As the Lab grows, the number of elements (Clusters, namespaces, replicasets, pods etc.) keep increasing, making it harder to keep track of the architecture, and wastes time trying to develop it.

Solution

I found a tool called KubeDiagrams which solves this by using the manifests,helm, and kubectl to determine the state of the environment. KubeDiagrams can also be integrated into CI/CD pipelines and is suitable

alt text

5. Termination Period taking too long

One of my pods was taking too long to terminate, although it eventually did, the possibility that it wouldn't always terminate on-time still existed

solution

To prevent this i added a termination grace period cluster-wide on all deployments

6. Stateful Postgres Error - Residual data from PVC

I made an error with an init container in the pod. It was writing a txt file to the path of the volumeMount. The pod went into a crashBackLoop.

Solution

I didn't realize that postgres runs an initDB on that path to check if it's empty.
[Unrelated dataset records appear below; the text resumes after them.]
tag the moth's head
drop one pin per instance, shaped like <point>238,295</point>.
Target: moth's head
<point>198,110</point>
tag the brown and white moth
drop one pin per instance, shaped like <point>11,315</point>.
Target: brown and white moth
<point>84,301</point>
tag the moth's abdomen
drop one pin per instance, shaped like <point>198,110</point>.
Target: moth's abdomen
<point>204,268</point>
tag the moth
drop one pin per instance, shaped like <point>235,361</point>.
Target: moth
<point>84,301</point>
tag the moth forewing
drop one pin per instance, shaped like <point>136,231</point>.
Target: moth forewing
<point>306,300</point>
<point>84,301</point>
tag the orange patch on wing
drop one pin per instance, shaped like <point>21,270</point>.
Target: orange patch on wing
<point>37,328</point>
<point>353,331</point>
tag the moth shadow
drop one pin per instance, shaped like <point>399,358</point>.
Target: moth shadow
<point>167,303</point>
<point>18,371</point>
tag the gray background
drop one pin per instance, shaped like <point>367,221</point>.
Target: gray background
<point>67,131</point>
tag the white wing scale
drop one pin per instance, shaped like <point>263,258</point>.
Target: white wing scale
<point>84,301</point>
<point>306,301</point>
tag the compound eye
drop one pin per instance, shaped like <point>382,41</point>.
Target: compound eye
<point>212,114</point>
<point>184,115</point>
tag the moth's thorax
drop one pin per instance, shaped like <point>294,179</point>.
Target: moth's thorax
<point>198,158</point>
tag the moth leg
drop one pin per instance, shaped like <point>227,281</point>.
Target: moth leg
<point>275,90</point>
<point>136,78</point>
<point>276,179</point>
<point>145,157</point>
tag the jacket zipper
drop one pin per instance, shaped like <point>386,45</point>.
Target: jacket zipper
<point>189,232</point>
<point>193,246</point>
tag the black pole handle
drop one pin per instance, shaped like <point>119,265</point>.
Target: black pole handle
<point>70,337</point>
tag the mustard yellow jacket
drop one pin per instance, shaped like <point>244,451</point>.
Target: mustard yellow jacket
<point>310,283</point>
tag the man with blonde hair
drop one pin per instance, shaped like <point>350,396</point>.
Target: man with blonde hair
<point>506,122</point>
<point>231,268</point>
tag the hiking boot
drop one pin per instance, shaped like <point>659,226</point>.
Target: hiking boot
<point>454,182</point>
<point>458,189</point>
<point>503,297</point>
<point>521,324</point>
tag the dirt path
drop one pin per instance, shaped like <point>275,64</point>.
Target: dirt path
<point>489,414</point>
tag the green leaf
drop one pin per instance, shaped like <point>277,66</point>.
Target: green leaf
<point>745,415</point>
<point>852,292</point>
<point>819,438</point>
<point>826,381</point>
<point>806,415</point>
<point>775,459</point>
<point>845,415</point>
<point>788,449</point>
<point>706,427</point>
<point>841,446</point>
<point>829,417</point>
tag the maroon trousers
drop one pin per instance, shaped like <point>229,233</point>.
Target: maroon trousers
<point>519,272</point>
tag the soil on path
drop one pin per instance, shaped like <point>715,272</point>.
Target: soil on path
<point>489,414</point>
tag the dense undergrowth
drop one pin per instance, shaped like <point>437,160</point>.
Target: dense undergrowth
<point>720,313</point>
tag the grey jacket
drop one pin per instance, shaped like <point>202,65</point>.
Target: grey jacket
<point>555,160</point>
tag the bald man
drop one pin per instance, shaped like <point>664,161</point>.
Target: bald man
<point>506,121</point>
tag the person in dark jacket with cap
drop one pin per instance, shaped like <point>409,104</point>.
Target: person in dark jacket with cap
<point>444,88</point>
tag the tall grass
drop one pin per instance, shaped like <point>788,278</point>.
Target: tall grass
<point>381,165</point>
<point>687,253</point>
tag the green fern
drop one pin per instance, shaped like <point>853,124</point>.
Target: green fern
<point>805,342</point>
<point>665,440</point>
I fixed that by deleting the init container, but I was still getting the same error. I realized that the pvc (with the edited path) used was still available and the pod was connecting to it. I deleted the old pvc and re-ran the manifest, which successfully provisioned the pod.

7. Staging Environment Pods connecting to wrong Database

The pods in the staging environment were using the dev environments postgresql instance instead of their envionment's. This misconfiguration didn't lead to any problems, but was found when i was auiting the yaml files and noticed it.

Solution

For the Go API pods to connect to the postgresql databases , the FQDN for the service has to be used. This FQDN postgres-headless-service.dev.svc.cluster.local was specified in the go-api-credentials yaml initially. The issue however was there are two environments. Meaning if this yaml was applied as well in the staging environment it would point to the dev environments POstgres instance, ignoring its own.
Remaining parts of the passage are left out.